Mitigating risk in outsourcing

Mitigating risk in outsourcing:

By Mark Brunelli, News Writer

CHICAGO -- The process of outsourcing data center functions to a third-party provider is fraught with commercial and legal peril, especially when it comes to negotiating and executing service contracts. But there are several steps that companies wishing to outsource can take to minimize risk and liability.

Brad L. Peterson, a partner with the Chicago law firm Mayer, Brown, Rowe & Maw LLP, said the disputes that pop up in the course of an outsourcing relationship usually stem from the fact that data center functions are notoriously hard to write up in contract-ease. The reason is because those functions are always changing and tough to predict for the long term.

There is a tremendous amount of industry-specific regulation around outsourcing.

'It's critical that the services be properly described, but unfortunately it's also extremely difficult,' Peterson told attendees of TechTarget's Data Center Decisions 2004 conference. 'It's impossible to say what technologies will be out there in five years, and whether your business will be larger or smaller.'

To minimize the problems associated with outsourcing, it's important to first identify the risks. While each outsourcing deal presents unique issues, the risks generally fall into four main areas:

Operational Risks: These include the financial and legal risks that arise when transitioning into an outsourcing relationship and allowing a service provider to transform services to reduce their cost. They also include the legal ramifications of exiting a contract when services are no longer needed.
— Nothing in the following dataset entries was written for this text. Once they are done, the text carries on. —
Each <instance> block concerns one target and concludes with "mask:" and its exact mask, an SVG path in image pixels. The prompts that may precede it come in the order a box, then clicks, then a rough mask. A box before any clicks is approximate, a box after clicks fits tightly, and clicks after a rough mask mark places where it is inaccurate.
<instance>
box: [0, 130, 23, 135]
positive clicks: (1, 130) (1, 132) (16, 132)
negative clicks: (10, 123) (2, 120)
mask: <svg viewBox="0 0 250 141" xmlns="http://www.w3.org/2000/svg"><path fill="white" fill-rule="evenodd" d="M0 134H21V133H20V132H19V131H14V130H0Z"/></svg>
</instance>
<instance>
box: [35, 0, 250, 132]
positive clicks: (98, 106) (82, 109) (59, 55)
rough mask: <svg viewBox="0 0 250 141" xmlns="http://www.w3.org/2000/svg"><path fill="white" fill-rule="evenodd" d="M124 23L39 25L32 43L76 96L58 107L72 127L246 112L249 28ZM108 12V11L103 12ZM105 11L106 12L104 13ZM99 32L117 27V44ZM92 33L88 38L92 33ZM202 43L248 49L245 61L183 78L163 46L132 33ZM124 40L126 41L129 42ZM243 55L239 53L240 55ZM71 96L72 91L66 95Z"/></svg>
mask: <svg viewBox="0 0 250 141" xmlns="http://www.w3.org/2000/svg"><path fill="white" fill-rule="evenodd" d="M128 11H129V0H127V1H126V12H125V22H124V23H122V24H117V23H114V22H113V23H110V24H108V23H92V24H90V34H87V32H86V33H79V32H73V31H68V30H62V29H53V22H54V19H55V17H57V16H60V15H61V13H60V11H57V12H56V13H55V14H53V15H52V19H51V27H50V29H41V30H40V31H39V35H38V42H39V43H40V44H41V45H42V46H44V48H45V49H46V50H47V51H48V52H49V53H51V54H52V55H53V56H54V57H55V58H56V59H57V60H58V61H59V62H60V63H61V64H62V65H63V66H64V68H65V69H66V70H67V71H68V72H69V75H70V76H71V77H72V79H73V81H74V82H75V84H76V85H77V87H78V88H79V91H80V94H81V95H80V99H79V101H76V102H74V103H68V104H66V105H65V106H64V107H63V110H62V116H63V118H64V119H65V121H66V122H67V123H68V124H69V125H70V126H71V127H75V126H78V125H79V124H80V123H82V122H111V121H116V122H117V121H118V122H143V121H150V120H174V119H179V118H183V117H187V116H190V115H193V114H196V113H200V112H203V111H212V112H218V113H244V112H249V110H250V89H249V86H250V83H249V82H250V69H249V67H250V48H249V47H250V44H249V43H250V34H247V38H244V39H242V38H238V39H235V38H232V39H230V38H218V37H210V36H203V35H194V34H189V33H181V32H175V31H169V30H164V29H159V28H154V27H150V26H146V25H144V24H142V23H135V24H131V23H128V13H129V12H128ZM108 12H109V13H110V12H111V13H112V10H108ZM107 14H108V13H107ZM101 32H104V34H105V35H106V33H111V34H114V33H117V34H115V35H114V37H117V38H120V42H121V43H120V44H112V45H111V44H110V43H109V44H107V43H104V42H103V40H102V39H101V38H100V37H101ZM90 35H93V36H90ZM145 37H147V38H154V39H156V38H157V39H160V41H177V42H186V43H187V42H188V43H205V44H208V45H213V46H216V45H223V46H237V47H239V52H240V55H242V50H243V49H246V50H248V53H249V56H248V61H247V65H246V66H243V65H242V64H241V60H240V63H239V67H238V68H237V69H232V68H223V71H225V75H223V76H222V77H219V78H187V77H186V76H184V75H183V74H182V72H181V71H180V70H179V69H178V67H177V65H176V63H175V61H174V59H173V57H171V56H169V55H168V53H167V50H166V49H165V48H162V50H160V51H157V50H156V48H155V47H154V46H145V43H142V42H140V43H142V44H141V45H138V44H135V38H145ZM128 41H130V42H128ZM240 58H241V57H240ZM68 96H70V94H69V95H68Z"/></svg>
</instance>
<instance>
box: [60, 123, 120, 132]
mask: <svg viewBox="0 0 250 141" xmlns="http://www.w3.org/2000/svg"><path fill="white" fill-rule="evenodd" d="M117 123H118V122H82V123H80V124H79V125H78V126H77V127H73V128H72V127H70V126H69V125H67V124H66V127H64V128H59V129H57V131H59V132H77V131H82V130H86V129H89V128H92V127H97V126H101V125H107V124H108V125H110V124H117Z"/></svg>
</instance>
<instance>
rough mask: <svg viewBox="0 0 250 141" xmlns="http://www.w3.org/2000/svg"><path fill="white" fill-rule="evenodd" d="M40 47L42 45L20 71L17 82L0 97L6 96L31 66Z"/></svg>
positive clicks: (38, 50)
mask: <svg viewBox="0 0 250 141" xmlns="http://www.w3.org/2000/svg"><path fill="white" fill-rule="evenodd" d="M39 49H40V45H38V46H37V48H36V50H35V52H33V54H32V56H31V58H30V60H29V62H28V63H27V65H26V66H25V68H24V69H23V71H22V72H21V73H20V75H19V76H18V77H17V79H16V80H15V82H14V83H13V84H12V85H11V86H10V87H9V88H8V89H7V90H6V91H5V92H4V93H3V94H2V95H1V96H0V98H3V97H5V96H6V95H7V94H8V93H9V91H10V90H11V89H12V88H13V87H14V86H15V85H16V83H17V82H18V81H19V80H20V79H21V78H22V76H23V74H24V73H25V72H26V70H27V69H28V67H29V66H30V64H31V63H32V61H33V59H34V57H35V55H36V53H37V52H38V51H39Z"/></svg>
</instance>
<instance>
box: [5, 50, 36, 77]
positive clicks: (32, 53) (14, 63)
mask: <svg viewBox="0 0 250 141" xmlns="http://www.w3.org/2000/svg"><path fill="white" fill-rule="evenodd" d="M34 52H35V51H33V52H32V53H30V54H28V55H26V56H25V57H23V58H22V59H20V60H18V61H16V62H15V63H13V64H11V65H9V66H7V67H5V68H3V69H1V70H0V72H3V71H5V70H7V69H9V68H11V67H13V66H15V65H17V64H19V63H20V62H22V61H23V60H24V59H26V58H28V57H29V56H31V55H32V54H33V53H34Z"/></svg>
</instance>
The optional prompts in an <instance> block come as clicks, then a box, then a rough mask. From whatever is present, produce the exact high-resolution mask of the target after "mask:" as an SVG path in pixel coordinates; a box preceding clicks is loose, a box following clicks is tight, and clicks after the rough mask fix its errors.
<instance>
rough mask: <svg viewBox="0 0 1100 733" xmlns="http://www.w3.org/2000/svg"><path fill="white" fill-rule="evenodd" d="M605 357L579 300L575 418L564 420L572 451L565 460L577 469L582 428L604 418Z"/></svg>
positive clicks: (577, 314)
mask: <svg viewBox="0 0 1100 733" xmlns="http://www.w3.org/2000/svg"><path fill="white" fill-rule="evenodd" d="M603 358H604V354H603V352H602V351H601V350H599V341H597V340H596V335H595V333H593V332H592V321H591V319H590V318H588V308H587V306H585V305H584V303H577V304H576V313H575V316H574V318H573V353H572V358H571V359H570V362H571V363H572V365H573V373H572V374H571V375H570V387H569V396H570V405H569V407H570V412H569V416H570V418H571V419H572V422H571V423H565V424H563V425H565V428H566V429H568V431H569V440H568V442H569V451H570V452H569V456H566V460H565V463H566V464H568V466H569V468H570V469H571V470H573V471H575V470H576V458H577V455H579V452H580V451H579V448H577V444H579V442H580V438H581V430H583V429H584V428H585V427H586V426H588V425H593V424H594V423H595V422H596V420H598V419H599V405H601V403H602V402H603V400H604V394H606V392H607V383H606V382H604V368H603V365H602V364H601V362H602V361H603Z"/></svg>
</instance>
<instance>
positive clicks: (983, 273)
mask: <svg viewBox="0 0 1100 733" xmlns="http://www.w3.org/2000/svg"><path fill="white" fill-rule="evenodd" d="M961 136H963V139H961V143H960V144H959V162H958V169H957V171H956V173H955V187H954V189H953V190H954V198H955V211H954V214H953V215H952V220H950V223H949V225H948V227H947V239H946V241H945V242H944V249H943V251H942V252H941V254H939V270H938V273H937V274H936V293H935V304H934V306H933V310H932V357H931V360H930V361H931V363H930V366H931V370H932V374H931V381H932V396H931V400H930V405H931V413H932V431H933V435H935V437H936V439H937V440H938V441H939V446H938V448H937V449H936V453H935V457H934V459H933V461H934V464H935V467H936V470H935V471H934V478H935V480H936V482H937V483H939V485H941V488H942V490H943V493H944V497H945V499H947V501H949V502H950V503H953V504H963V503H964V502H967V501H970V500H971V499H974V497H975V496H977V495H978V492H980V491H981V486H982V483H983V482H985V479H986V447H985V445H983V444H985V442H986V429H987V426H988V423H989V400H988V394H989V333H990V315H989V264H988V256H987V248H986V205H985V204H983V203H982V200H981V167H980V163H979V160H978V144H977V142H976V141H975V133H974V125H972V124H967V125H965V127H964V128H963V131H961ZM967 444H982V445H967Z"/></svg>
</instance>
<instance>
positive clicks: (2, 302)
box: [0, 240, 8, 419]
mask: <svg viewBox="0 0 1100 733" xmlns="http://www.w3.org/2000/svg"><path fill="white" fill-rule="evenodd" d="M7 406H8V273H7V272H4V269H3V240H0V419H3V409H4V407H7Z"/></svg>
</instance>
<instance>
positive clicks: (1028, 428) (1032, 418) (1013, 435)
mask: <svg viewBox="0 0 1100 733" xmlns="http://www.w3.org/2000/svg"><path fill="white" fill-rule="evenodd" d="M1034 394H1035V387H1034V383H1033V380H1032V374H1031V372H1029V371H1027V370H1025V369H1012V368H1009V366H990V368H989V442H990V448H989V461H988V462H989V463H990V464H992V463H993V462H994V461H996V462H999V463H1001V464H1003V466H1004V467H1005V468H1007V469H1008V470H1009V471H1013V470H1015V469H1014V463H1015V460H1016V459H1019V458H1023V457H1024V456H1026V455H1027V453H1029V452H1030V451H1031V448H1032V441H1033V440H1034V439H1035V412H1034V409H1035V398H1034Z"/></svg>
Commercial Risks: Companies usually enter into outsourcing contracts to save money. This can create problems because when companies lock themselves into a service contract, they generally lock in a price. As time goes on, market levels change and the customer company could end up paying too much for the services they receive.
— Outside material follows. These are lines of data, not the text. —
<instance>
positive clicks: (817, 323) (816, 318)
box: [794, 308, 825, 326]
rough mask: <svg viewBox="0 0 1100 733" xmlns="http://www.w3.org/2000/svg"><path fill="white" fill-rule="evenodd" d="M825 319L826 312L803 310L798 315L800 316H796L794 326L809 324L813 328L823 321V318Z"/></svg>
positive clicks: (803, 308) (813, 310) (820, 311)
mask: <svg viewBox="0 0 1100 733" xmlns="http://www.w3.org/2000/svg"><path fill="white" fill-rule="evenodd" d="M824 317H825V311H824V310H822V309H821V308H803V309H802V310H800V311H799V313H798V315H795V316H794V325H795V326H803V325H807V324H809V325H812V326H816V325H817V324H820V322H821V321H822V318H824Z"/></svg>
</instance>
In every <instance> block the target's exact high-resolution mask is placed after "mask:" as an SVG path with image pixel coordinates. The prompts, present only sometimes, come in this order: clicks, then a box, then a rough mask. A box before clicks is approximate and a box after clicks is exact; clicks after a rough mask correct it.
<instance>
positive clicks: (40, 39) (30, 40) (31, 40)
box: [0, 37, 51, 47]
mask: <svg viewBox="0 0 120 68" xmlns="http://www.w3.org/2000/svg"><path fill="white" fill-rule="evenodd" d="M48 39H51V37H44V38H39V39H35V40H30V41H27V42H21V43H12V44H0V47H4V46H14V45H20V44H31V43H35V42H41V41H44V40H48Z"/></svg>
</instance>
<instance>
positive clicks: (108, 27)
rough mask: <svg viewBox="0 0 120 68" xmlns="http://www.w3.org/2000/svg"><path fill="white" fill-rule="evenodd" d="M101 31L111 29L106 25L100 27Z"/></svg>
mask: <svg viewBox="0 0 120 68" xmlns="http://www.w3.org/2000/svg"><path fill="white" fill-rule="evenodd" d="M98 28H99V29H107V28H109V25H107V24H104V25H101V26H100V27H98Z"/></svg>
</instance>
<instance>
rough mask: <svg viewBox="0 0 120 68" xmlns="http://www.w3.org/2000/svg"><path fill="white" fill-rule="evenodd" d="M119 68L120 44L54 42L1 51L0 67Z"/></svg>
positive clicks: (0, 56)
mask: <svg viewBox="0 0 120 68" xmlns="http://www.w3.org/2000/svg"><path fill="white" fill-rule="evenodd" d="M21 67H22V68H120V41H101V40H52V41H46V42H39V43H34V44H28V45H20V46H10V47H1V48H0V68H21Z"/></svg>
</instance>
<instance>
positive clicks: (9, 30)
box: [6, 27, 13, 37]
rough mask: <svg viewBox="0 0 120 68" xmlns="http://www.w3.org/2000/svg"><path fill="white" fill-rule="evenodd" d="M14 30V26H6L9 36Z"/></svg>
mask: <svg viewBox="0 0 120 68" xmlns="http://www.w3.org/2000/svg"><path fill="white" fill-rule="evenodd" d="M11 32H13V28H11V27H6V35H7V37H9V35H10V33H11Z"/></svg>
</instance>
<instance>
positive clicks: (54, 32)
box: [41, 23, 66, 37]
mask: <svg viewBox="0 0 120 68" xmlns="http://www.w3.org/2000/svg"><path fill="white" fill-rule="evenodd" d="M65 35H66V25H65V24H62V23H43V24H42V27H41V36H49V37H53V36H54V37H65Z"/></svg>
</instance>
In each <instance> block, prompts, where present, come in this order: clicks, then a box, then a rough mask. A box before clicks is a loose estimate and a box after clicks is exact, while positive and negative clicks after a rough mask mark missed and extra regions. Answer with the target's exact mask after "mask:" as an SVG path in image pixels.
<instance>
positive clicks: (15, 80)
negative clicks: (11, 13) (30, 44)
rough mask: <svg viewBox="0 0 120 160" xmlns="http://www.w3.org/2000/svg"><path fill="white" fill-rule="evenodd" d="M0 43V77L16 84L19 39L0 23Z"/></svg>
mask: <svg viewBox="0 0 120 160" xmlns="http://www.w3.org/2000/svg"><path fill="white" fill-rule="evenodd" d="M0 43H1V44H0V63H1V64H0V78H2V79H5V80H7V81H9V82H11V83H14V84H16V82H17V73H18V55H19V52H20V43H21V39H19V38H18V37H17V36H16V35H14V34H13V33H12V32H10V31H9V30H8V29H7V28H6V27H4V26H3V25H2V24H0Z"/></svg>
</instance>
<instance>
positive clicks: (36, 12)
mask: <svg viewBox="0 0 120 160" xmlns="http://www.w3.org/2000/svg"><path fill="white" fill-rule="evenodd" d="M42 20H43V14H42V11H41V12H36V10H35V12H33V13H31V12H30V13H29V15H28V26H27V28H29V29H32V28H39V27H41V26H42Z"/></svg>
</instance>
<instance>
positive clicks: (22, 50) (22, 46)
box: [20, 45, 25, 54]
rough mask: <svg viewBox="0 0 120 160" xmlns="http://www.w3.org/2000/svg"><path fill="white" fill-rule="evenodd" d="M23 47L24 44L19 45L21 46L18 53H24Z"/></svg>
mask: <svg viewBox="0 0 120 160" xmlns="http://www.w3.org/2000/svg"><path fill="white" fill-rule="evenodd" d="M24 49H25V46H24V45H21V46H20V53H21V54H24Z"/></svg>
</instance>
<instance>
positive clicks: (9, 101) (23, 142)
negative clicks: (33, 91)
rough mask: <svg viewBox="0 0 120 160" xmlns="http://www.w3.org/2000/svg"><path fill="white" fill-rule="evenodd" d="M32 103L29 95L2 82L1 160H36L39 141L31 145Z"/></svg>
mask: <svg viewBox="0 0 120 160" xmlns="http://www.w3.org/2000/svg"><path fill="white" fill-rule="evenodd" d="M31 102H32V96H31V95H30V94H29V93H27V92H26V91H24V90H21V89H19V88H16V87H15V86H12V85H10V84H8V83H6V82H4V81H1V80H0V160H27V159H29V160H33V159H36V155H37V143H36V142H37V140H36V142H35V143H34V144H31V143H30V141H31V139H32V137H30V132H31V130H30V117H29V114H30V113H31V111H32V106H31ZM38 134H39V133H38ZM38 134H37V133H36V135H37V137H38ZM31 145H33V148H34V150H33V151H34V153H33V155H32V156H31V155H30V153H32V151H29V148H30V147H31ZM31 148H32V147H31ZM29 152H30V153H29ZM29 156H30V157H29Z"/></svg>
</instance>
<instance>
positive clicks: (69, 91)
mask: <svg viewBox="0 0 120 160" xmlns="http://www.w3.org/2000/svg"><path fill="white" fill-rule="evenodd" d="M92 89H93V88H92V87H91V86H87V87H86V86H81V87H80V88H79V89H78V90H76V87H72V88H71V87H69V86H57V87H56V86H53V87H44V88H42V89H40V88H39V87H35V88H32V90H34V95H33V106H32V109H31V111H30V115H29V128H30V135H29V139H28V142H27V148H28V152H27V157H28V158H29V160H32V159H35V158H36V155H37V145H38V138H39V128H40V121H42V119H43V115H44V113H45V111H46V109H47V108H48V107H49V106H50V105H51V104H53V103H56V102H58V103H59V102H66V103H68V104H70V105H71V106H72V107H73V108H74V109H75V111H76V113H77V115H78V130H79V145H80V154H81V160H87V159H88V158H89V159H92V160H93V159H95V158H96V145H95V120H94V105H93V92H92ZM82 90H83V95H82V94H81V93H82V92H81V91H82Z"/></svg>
Business/Strategic Risks: Businesses are constantly identifying new strategic initiatives. If a third-party IT provider can't accommodate new goals, the customer company might want out of the contract.

Legal Risks: These include privacy issues, regulatory factors, outsourcing laws and legal liability. 'There is a tremendous amount of industry-specific regulation around outsourcing,' Peterson said.

Peterson told the crowd that the key to mitigating contract risks from the outset of an outsourcing relationship is due diligence in the pre-contracting model. He said companies need to properly assess how such an outsourcing contract can change the risk levels of their organization. This can be done by thoroughly researching possible suppliers and the services they provide, and then creating a risk model.

The risk model should take into account certain factors such as industry regulations. Interestingly, he said, companies that create such models sometimes find that it's not worth it to enter into outsourcing because the risk levels go up too high."